Second, it targets our perspective and reinforces a sense of material wealth. We want things and that somehow turns into we need things, and getting these things (and on sale, no less!) will bring us great happiness. Until of course next year, when we want more things and different things. It’s perfectly reasonable to complain about how disappointing it is for the same items to be on sale from one Black Friday to the next.

There is some psychology behind our attachment to material objects and how factors such as loneliness and social isolation play into our material attachments. But those attachments allow us to forget about the fact that 16 percent of our country, or 49.7 million people, were living in poverty in 2012, or that 344,000 new people filed for unemployment insurancebetween November 2nd and November 9th, a one week period. Or that there is actually a Walmart in Canton, Ohio, holding a food drive for its own employees, preferring to do that than to pay them enough to buy sustenance.

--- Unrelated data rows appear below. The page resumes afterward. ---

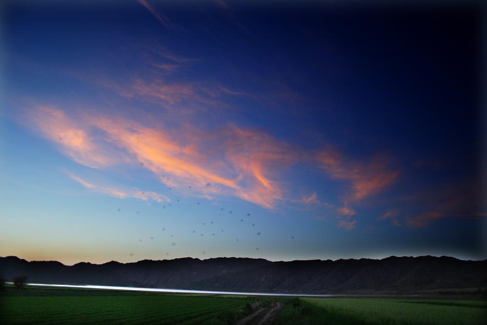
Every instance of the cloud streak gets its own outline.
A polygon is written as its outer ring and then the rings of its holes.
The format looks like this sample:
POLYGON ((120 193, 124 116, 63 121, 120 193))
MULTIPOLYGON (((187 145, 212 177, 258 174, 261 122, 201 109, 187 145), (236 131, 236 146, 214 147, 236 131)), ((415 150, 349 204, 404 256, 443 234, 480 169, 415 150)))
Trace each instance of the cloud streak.
POLYGON ((165 16, 164 15, 156 10, 152 6, 149 5, 149 3, 146 1, 146 0, 137 1, 139 4, 145 7, 146 9, 149 10, 149 12, 160 22, 161 24, 164 25, 166 27, 169 27, 169 20, 167 17, 165 16))
POLYGON ((85 187, 91 190, 107 194, 110 196, 120 199, 133 198, 148 202, 150 200, 161 203, 163 202, 171 202, 167 196, 152 191, 142 191, 137 188, 120 188, 113 186, 104 186, 95 184, 71 174, 68 173, 68 176, 72 179, 76 181, 85 187))
POLYGON ((353 202, 359 201, 383 190, 392 184, 400 172, 389 166, 389 159, 384 155, 373 157, 367 163, 353 161, 334 149, 320 151, 316 156, 320 166, 331 177, 349 181, 351 190, 346 198, 353 202))
POLYGON ((402 226, 402 224, 396 218, 399 214, 399 210, 397 209, 391 209, 388 210, 385 213, 377 218, 378 220, 384 220, 390 219, 391 222, 395 226, 402 226))
MULTIPOLYGON (((32 110, 30 120, 80 164, 141 166, 181 194, 234 196, 269 209, 284 199, 282 172, 296 160, 289 145, 235 125, 212 132, 189 126, 171 130, 122 117, 85 114, 75 119, 62 110, 44 106, 32 110), (60 140, 62 136, 66 138, 60 140)), ((76 179, 98 192, 136 197, 80 180, 76 179)))

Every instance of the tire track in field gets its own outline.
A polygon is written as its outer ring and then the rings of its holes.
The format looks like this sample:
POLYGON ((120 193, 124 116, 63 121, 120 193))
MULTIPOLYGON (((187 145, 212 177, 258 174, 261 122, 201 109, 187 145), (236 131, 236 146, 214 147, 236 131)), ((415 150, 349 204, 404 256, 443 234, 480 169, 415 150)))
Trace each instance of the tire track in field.
POLYGON ((253 314, 240 319, 237 323, 237 325, 271 325, 273 324, 282 307, 282 302, 273 302, 270 307, 261 308, 253 314))

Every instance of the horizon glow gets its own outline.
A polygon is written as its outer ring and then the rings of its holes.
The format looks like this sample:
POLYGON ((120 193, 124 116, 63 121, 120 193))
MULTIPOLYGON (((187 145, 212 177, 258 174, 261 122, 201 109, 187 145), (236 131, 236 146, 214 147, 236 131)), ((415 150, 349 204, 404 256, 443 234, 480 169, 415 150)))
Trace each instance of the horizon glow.
POLYGON ((487 258, 476 8, 2 6, 0 256, 487 258))

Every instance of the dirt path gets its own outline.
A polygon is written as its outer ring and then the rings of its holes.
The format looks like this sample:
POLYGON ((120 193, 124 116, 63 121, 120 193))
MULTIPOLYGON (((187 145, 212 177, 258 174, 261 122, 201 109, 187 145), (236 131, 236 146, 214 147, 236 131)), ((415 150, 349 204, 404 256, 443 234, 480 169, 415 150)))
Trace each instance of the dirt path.
POLYGON ((237 325, 271 325, 276 321, 282 302, 273 302, 270 307, 260 309, 238 321, 237 325))

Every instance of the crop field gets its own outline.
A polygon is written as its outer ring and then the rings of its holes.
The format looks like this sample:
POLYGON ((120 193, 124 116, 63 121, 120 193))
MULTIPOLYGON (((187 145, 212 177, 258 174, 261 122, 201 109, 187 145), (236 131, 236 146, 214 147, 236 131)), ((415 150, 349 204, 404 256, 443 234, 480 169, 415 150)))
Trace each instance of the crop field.
POLYGON ((2 324, 232 323, 257 299, 29 288, 0 297, 2 324))
POLYGON ((302 298, 288 302, 278 323, 475 325, 486 317, 485 300, 302 298))

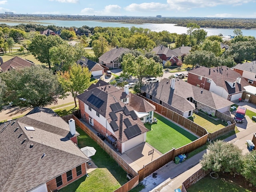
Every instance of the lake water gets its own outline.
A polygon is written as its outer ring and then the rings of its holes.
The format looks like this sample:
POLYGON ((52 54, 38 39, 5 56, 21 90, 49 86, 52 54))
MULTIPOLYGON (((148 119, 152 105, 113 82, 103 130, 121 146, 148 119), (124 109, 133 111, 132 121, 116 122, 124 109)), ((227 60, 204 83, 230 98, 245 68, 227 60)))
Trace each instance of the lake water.
MULTIPOLYGON (((128 27, 130 28, 132 26, 134 26, 137 28, 142 27, 145 28, 148 28, 152 31, 159 32, 164 30, 167 31, 170 33, 176 33, 178 34, 182 34, 182 33, 186 33, 187 28, 185 27, 180 27, 175 26, 175 24, 150 24, 146 23, 145 24, 123 24, 122 23, 116 23, 113 22, 101 22, 96 21, 68 21, 68 20, 41 20, 40 21, 31 21, 36 22, 40 23, 40 22, 47 23, 41 24, 44 26, 48 26, 49 24, 53 24, 56 26, 62 27, 82 27, 84 25, 87 25, 89 27, 94 27, 96 26, 113 27, 128 27)), ((28 22, 28 23, 29 21, 28 22)), ((6 23, 10 25, 14 26, 20 24, 20 23, 8 23, 7 22, 0 23, 6 23)), ((208 36, 211 35, 218 35, 220 34, 222 34, 224 36, 228 36, 228 35, 233 35, 234 29, 222 29, 222 28, 202 28, 207 32, 207 35, 208 36)), ((256 37, 256 30, 242 29, 243 35, 244 36, 253 36, 256 37)))

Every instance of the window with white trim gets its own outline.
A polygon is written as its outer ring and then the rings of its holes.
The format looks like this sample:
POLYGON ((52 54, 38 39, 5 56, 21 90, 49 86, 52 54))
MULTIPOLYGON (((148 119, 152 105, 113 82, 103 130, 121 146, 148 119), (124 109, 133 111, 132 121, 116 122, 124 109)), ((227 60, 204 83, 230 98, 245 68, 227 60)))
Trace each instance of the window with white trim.
POLYGON ((82 167, 81 165, 76 167, 76 176, 78 176, 82 174, 82 167))
POLYGON ((67 174, 67 180, 69 181, 72 180, 73 179, 73 176, 72 176, 72 170, 70 170, 66 172, 67 174))
POLYGON ((62 178, 61 177, 61 175, 58 176, 55 179, 56 179, 57 187, 59 187, 60 186, 62 185, 62 178))

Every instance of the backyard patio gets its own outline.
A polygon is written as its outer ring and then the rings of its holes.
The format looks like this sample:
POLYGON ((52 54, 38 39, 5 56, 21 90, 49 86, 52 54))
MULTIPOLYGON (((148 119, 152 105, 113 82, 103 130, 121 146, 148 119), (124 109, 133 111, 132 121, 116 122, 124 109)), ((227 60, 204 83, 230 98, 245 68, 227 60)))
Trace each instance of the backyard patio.
POLYGON ((147 133, 146 142, 162 154, 172 149, 184 146, 197 139, 197 137, 160 115, 155 113, 157 123, 145 126, 150 131, 147 133))

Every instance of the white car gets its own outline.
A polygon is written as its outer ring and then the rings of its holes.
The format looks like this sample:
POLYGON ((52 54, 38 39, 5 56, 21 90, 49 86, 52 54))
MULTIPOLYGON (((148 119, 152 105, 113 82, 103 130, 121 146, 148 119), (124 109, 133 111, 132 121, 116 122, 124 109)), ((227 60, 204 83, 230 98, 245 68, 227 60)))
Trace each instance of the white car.
POLYGON ((134 87, 135 86, 135 84, 134 83, 129 83, 127 85, 125 85, 124 86, 128 87, 128 88, 132 88, 134 87))
POLYGON ((159 81, 159 80, 154 77, 151 77, 149 79, 146 79, 146 81, 147 83, 157 83, 159 81))
POLYGON ((175 78, 180 78, 180 79, 183 79, 185 77, 185 75, 183 73, 176 73, 174 75, 175 78))

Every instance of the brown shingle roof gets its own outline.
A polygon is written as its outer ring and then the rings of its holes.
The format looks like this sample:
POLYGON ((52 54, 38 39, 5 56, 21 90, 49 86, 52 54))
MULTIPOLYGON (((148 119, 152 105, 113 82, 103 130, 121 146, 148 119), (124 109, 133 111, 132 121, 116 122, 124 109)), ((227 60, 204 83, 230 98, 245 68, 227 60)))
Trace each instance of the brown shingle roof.
POLYGON ((14 57, 0 65, 2 71, 6 72, 8 70, 18 67, 30 67, 34 63, 18 57, 14 57))
POLYGON ((187 99, 190 97, 216 110, 233 104, 214 93, 178 78, 176 79, 174 90, 171 88, 170 82, 170 80, 164 79, 158 83, 147 83, 141 90, 183 112, 195 109, 194 104, 187 99))
POLYGON ((68 125, 54 114, 43 110, 0 124, 0 191, 27 191, 88 160, 64 136, 68 125))
POLYGON ((229 94, 244 91, 244 87, 249 85, 239 73, 226 66, 216 67, 210 69, 205 67, 200 67, 189 71, 188 73, 212 79, 218 86, 224 88, 229 94), (227 82, 234 82, 238 77, 241 78, 241 83, 236 83, 235 87, 232 88, 227 82))
POLYGON ((99 59, 106 63, 110 63, 114 61, 121 55, 122 53, 124 51, 129 51, 130 49, 127 48, 114 48, 110 51, 106 52, 99 57, 99 59))

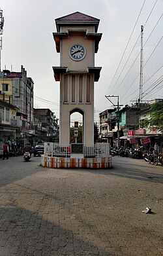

None of this is meant to make anyone feel guilty about their shopping extravaganzas but merely to serve as a reminder that in all our hullabaloo of shopping and holiday fervor, we should try to keep our humanity intact. Understand that while we are trying to get our deals in, so is everyone else, and the hard-working store clerks who don’t get Black Friday off, or Thanksgiving for that matter, are simply trying to make a living.

As one redditor demonstrated by asking others to share Black Friday stories, the day can truly bring out the worst in some people. The following were some people describing their best and worst Black Friday stories:

eddiemarsattacks

A lady called 911 because we wouldn’t price match with best buy. The police came and arrested her for misusing the emergency service.

pandacoot

Today, one of our male customers hit another male customer upside the head with a crock pot. What were they fighting over? The crock pot. Both customers had to be dragged out of the store by the police.

DorotheaDix

I watched 2 grown men have a fist fight over hot wheel cars. Cops were called for that one.

But of course, even in times of chaos, not everyone is narrowly focused on snagging the latest whatever:

jfrizzera

Was working at a clothing store and we were slammed all day, a customer overheard my manager say I couldn’t take lunch and to, “Work through it.” She came back with sandwiches for me and my coworkers, plus drinks.

Here’s to a happy, humane, and safe Black Friday. And just remember, if you miss a deal on Friday, there’s always Cyber Monday. Because we really just don’t have enough days or reasons for sales to buy all the things we want.